In a desperate attempt to distract himself, Tom pivoted, opened a new tab on his laptop, and typed in a new search: "Lorian. Emerald of Firan. Origin. Mentions. Anything."
He stared at the loading bar, willing it to produce something meaningful, something solid he could sink his teeth into.
Nothing.
Just page after page of dead-end forums, low-effort articles written by people who'd heard the name in passing but had no real context. No detail. No sources. No leads.
"Useless," he muttered under his breath.
He sat there, staring at the screen, willing it to change, but of course it didn't. After another thirty seconds of fighting the inertia, he stood abruptly, chair sliding back with a harsh screech against the floor. He began pacing, each step quick and tense, arms crossed, eyes darting.
He wasn't used to this.
This wasn't how things were supposed to go.
Tom Polo was always three steps ahead. Always had a backup plan for the backup plan. Even in chaos, he could usually pull a thread of control from the mess. But this time? This time, everything was too fragmented. Too hazy.

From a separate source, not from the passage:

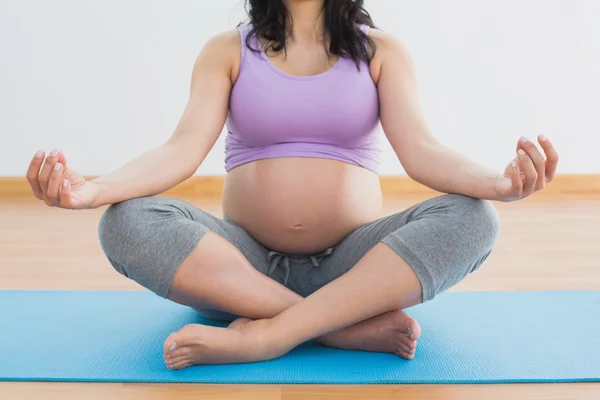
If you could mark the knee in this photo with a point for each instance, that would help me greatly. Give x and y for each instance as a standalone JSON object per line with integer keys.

The variables refused to behave. The connections refused to click.
And now?
Now all he could do was wait and watch and hope.
Hope.
The word itself irritated him. He didn't like relying on it. Hope was a fragile thing, dependent on chance and grace. It wasn't strategy. It wasn't action. It was faith, and Tom had never been the faith type.
He dragged a hand through his hair, frustrated. The helplessness buzzed inside him like static, hot and restless. The feeling was like an itch he couldn't scratch, an agitation that made his skin feel too tight.
Fine.
If the world refused to bend to him tonight, he'd bend something else.
He grabbed his phone from the desk, tapping through his contacts with a speed that was almost aggressive. If he couldn't get control of the situation out there, he'd take control of what he could. Of what was certain. What gave him XP.
He scrolled down, paused over one particular name: Selene.
A slow, mischievous smirk tried to curl onto his lips, but it didn't quite reach his eyes. Not tonight.
Still, he clicked her name and began typing.
"Hey. You up?"
"Got a little time to spare and thought of you."
He hit send. Then he waited.
Seconds turned to minutes.
He locked and unlocked his phone three times. Checked the signal. Refreshed the chat.
Nothing.
Selene was silent.
She was either out, or asleep, or just ignoring him. Whatever the case, it became obvious after five… ten… fifteen minutes that he wasn't going to get a reply. Not now, at least.